After the transplant, both groups of mice developed Alzheimer’s – identified through symptoms of cognitive decline and increased levels of amyloid, a hallmark protein of Alzheimer’s, in the brain. Both groups developed symptoms a few months earlier than did the donor mice, who already carried the faulty APP gene.

“The fact that we could see significant behavioural differences and cognitive decline in the APP-knockouts at 6 months was surprising, but also intriguing because it just showed the appearance of the disease that was being accelerated after being transferred,” said first author, Chaahat Singh.

Dr Sheona Scales, Director of Research at Alzheimer’s Research UK, emphasised that these experiments were conducted in mice specially bred with a rare genetic mutation, which only represents “an extremely small number of Alzheimer’s cases in people.”

While noting that animal research provides valuable insights into the origins and progression of dementia-related diseases, Dr Scales stressed the need for further research to determine if similar processes occur in humans. “It’s far from clear that this mechanism is relevant outside of a laboratory experiment” she said.

The transplanted cells used in the study were stem cells that have the potential to develop into blood and immune cells, but not into nerve cells. As a result, the researchers speculated that this suggests that amyloid build-up in the brain in Alzheimer’s disease can be triggered by the presence of amyloid outside of the brain.

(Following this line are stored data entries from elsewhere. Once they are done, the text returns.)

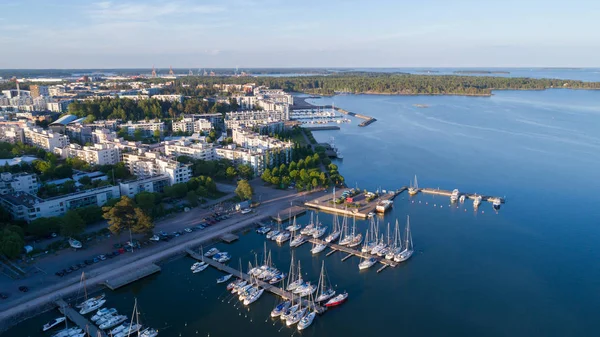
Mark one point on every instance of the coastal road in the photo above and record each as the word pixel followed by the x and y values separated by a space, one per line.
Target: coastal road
pixel 14 308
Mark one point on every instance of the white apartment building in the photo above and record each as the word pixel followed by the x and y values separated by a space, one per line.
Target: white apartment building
pixel 147 127
pixel 191 125
pixel 98 154
pixel 155 184
pixel 150 164
pixel 237 119
pixel 199 150
pixel 21 182
pixel 28 207
pixel 45 139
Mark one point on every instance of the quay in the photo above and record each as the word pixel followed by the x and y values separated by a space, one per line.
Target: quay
pixel 353 252
pixel 75 317
pixel 266 286
pixel 437 191
pixel 137 274
pixel 360 206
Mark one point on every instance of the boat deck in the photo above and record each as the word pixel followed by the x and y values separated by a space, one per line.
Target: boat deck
pixel 268 287
pixel 353 252
pixel 74 316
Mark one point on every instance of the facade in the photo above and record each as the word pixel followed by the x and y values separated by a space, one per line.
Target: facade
pixel 28 207
pixel 155 184
pixel 98 154
pixel 152 164
pixel 44 139
pixel 21 182
pixel 190 125
pixel 148 128
pixel 200 150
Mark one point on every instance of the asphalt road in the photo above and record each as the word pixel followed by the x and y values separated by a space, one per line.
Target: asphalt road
pixel 45 286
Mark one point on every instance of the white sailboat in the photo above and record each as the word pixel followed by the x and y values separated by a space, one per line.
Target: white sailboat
pixel 408 245
pixel 324 292
pixel 414 188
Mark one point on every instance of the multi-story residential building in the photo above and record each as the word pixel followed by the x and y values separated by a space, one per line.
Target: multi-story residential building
pixel 21 182
pixel 38 90
pixel 147 127
pixel 254 118
pixel 154 184
pixel 198 150
pixel 97 154
pixel 28 207
pixel 45 139
pixel 191 125
pixel 150 164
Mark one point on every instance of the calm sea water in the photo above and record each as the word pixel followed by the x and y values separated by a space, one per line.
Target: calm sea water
pixel 529 270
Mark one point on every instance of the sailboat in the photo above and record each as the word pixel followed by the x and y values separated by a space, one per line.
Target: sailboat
pixel 408 245
pixel 323 293
pixel 413 189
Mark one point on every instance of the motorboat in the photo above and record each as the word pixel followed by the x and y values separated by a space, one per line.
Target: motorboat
pixel 280 308
pixel 53 323
pixel 149 332
pixel 295 317
pixel 455 195
pixel 332 237
pixel 356 240
pixel 90 300
pixel 282 237
pixel 318 248
pixel 74 243
pixel 211 252
pixel 114 321
pixel 224 278
pixel 92 306
pixel 256 295
pixel 306 321
pixel 222 257
pixel 319 231
pixel 277 278
pixel 103 312
pixel 339 299
pixel 368 263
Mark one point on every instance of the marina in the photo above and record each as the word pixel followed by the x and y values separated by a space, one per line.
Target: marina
pixel 88 327
pixel 264 285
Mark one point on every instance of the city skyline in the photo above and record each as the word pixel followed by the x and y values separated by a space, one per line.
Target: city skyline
pixel 271 33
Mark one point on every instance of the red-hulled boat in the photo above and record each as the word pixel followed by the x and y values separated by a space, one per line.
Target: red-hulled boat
pixel 339 299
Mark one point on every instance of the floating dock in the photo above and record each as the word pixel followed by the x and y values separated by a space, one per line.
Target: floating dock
pixel 137 274
pixel 353 252
pixel 74 316
pixel 266 286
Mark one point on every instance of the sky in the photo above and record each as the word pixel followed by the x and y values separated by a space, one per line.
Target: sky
pixel 290 33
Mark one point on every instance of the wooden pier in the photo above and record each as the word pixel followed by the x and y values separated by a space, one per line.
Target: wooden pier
pixel 74 316
pixel 353 252
pixel 266 286
pixel 133 276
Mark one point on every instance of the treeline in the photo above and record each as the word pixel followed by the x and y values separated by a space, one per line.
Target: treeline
pixel 145 109
pixel 405 84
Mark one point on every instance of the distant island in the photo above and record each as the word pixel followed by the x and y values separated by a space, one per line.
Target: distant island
pixel 481 72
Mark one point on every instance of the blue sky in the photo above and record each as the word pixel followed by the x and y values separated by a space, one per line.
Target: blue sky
pixel 288 33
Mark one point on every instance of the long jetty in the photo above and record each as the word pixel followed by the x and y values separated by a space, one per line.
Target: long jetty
pixel 353 252
pixel 75 317
pixel 266 286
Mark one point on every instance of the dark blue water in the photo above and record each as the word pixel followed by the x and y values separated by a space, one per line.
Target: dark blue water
pixel 529 270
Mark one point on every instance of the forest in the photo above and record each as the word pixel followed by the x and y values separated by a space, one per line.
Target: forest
pixel 401 84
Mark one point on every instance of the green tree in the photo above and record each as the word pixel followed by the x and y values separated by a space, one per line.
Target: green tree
pixel 244 190
pixel 72 224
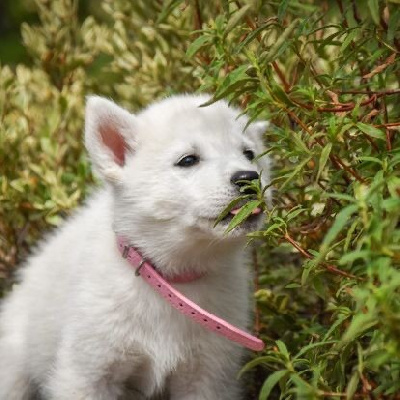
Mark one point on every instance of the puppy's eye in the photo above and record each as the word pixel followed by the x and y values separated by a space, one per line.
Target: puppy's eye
pixel 249 154
pixel 188 161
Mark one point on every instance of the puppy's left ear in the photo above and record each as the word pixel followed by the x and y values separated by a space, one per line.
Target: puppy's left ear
pixel 109 136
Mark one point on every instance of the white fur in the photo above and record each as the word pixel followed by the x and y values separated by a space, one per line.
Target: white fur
pixel 80 325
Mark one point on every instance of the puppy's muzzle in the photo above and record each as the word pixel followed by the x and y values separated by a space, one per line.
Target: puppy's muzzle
pixel 239 177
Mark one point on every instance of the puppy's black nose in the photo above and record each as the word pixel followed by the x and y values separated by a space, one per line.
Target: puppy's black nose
pixel 239 176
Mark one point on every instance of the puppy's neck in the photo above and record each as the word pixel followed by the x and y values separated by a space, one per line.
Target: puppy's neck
pixel 180 254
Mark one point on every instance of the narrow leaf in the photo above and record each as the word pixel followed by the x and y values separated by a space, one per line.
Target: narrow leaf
pixel 244 212
pixel 323 159
pixel 269 384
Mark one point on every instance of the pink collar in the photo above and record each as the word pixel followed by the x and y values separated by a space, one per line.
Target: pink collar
pixel 182 303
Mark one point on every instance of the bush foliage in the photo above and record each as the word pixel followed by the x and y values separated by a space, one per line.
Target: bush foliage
pixel 326 73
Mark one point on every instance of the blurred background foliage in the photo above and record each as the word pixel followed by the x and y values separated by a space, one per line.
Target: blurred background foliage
pixel 326 73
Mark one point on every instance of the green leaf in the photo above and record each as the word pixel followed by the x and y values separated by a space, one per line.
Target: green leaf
pixel 282 348
pixel 374 9
pixel 236 18
pixel 282 10
pixel 197 45
pixel 323 159
pixel 294 173
pixel 271 381
pixel 349 38
pixel 228 208
pixel 340 222
pixel 359 324
pixel 371 131
pixel 244 212
pixel 260 360
pixel 311 346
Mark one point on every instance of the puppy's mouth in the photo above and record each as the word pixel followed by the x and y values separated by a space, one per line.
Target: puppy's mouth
pixel 253 217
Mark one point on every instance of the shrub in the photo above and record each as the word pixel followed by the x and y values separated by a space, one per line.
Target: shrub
pixel 327 75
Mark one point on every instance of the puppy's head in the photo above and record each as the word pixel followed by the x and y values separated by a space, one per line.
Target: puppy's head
pixel 175 166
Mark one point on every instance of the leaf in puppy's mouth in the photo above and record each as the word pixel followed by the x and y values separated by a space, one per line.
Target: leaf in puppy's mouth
pixel 238 210
pixel 252 207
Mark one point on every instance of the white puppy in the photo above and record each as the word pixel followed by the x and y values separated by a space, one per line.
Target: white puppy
pixel 81 325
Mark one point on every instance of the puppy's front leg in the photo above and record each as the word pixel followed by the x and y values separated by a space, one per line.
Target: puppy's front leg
pixel 212 377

The researchers now plan to test whether other types of transplants have the same result.

Earlier this year, a UK-based research team identified five very rare cases of transmissible Alzheimer’s disease in humans, believed to have arisen because of a medical treatment decades earlier. Reflecting on both studies, Dr Scales stressed that there is “no evidence” that Alzheimer’s can be caught from contact with someone with the disease, or from regular medical treatments.